The 272-142 vote was short of the two-thirds majority needed to override a threatened veto by President Barack Obama. One Republican voted against the bill and 33 Democrats joined Republicans in supporting it.
The measure, which includes two narrower provisions for S corporations, would cost the government $79 billion over a decade in forgone revenue, according to the nonpartisan Joint Committee on Taxation.
Until Dec. 31, 2014, small businesses were able to immediately write off as much as $500,000 instead of spreading the deductions over multiple years; that level dropped to $25,000 this year. The bill passed Friday would permanently reinstate the higher limit and index it to inflation.
Republicans said Congress should act now, instead of waiting until December as it did last year, to let businesses know what tax policy will be for the current year.
“Let’s stop this monkey business,” Representative Paul Ryan of Wisconsin, chairman of the House Ways and Means Committee, said during floor debate on the measure. “Let’s stop this crazy notion of injecting all this uncertainty into small businesses.”
The White House said Obama opposes the bill because it lacks budgetary offsets and because it’s being considered outside of a plan for addressing other expiring tax breaks. The administration favors expanding small businesses’ ability to write off expenses as part of a broad revision of the tax code.
“To select out the low-hanging fruit for tax reform and leave the hard work for how we’re going to raise the money to pay for it for later does not make any legislative sense,” said Representative Charles Rangel, a New York Democrat.

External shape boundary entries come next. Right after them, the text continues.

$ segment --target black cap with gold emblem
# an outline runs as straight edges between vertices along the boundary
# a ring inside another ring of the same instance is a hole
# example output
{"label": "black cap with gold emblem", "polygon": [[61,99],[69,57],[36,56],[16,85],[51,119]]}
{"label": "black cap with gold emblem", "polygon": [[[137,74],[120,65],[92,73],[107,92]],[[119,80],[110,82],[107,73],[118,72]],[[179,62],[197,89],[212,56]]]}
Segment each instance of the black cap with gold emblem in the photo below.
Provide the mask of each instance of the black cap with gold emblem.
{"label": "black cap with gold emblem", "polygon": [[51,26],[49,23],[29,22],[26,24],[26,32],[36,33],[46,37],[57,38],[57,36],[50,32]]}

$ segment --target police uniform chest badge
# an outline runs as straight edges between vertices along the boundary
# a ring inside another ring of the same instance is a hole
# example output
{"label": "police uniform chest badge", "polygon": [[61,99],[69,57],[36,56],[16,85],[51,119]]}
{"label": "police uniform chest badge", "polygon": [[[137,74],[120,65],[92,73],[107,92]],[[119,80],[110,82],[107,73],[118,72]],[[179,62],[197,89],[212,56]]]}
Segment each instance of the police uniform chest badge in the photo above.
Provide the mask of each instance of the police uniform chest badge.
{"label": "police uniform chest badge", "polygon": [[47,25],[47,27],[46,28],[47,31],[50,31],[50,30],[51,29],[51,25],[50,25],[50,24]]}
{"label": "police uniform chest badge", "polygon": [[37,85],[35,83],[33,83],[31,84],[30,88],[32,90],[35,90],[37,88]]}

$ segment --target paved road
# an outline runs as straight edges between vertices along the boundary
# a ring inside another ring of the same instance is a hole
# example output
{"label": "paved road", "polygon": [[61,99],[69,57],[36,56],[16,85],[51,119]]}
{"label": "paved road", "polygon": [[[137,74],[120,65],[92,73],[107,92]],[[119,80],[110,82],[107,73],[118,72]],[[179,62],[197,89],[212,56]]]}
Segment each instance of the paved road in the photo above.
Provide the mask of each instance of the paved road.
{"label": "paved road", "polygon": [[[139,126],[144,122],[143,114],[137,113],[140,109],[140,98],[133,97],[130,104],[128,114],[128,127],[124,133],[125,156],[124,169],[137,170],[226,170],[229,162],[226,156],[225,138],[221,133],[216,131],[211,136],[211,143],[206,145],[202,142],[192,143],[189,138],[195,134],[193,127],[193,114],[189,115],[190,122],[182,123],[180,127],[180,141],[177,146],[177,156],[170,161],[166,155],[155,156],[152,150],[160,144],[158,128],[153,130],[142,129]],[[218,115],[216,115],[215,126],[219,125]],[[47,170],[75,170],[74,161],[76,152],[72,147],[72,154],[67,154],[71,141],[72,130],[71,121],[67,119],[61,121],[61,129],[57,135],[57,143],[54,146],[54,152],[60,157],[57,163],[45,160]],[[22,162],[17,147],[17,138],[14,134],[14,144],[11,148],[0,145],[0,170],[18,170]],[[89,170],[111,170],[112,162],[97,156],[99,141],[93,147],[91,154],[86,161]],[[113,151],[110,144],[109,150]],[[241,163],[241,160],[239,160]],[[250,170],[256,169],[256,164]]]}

Senators haven’t settled on a strategy for how to address the House’s attempts to make some lapsed tax breaks a permanent part of the U.S. tax code.
Friday’s vote followed a similar House vote Thursday, in which the House passed a measure reviving expired charity tax breaks and extending them indefinitely. The vote on that bill exceeded the two-thirds threshold.
The small-business tax bill is H.R. 636. The charity tax bill is H.R. 644.